When Arduino was launched in 2005, it seemed at first to be an academia-based effort similar to many industry coalition attempts to offer open boards based on PC-AT and similar form factors. Arduino grew out of a program called Wiring, developed by an institute in Bogota, Colombia, and at MIT Media Labs. The Wiring project developed an open programming language and integrated development environment for embedded single-board computers. A team of Italian developers from Ivrea, home of Olivetti, developed an AVR board with open I/O pins in 2005 and offered Arduino to the open-source community.

It's the open I/O specifications that make Arduino different from previous board coalitions. The connectors are exposed and fully documented, so that amateurs can link the Arduino CPU to purpose-built add-on modules called "shields." By placing hardware details and the Arduino language within the Creative Commons licensing program, the Arduino movement encourages sharing and innovation among hardware hobbyists in the same way Linux encouraged growth of open applications.

The program already has grown beyond the boundaries of an AVR CPU, with at least two companies offering ARM CPUs, and another offering modules based on the Microchip PIC family.

The practice among the online hobbyist community is to collaborate whenever possible in the design of unique appliances or robots, which can share modules of common functions, even as the specific devices from individual hobbyists are differentiated from those of collaborators and competitors.

Arduino's success has spurred similar efforts in the traditional-architecture microcontroller community.

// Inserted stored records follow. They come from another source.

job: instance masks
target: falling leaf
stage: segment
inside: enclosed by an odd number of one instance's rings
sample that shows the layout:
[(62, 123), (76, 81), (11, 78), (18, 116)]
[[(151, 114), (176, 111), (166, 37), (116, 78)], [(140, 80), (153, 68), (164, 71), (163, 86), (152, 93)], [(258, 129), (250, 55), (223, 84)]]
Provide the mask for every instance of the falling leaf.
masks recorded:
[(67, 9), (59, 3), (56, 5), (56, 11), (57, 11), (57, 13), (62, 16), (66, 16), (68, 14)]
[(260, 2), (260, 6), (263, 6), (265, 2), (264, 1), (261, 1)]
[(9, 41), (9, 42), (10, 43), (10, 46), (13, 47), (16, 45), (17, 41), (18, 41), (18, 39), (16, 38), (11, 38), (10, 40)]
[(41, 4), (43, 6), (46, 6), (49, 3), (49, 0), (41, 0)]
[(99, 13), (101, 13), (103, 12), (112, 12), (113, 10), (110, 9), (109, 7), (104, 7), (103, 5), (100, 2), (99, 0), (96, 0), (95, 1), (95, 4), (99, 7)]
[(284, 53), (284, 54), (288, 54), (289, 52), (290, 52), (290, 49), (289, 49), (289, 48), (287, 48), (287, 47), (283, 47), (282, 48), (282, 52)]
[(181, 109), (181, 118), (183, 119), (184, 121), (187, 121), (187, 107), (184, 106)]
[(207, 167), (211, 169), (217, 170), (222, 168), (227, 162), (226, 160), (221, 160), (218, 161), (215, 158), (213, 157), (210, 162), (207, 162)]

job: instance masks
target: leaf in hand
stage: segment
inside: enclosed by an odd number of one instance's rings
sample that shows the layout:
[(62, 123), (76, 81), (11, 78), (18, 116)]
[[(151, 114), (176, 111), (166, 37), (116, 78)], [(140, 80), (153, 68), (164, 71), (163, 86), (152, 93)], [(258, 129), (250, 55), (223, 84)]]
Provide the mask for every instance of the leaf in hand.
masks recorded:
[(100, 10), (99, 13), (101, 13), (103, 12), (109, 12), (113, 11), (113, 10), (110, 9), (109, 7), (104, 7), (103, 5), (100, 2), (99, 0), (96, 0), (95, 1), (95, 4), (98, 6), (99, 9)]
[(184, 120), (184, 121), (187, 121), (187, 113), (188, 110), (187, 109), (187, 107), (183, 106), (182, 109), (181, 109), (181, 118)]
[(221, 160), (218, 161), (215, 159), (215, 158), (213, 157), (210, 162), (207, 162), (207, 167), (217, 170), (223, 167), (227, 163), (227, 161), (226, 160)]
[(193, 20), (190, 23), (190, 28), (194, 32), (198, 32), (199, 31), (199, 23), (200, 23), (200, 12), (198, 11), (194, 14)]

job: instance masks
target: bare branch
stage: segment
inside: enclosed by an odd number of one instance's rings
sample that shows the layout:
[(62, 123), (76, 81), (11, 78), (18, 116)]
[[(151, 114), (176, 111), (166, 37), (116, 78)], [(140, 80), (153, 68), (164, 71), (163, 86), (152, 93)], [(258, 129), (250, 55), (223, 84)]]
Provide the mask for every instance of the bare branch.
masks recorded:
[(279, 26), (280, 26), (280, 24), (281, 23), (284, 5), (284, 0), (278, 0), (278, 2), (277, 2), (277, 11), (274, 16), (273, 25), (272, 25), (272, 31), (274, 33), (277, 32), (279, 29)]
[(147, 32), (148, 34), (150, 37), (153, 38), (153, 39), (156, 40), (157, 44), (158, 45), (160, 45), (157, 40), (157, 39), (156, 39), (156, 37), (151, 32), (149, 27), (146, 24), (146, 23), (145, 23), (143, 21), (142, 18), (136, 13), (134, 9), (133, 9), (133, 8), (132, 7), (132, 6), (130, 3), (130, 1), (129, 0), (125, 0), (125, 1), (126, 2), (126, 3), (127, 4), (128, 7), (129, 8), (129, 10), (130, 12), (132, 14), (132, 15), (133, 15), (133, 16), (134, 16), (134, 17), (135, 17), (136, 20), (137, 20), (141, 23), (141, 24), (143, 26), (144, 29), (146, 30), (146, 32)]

Freescale Technology, for example, sponsored a "Make It" contest in June at its technology forum, in which hobbyist contestants would build robots and appliances based on Freescale Tower, which borrows board-level concepts from Arduino.

Ultimately, the most important aspect of Arduino's spread may not be the mix of AVR, PIC, ARM, and similar controller chips used in industrial control and robotics. Rather, it will enable more bottom-up industrial design coming from amateurs, some of which may gain the angel financing to become semiprofessional. Efforts like this help a new generation of startups emerge.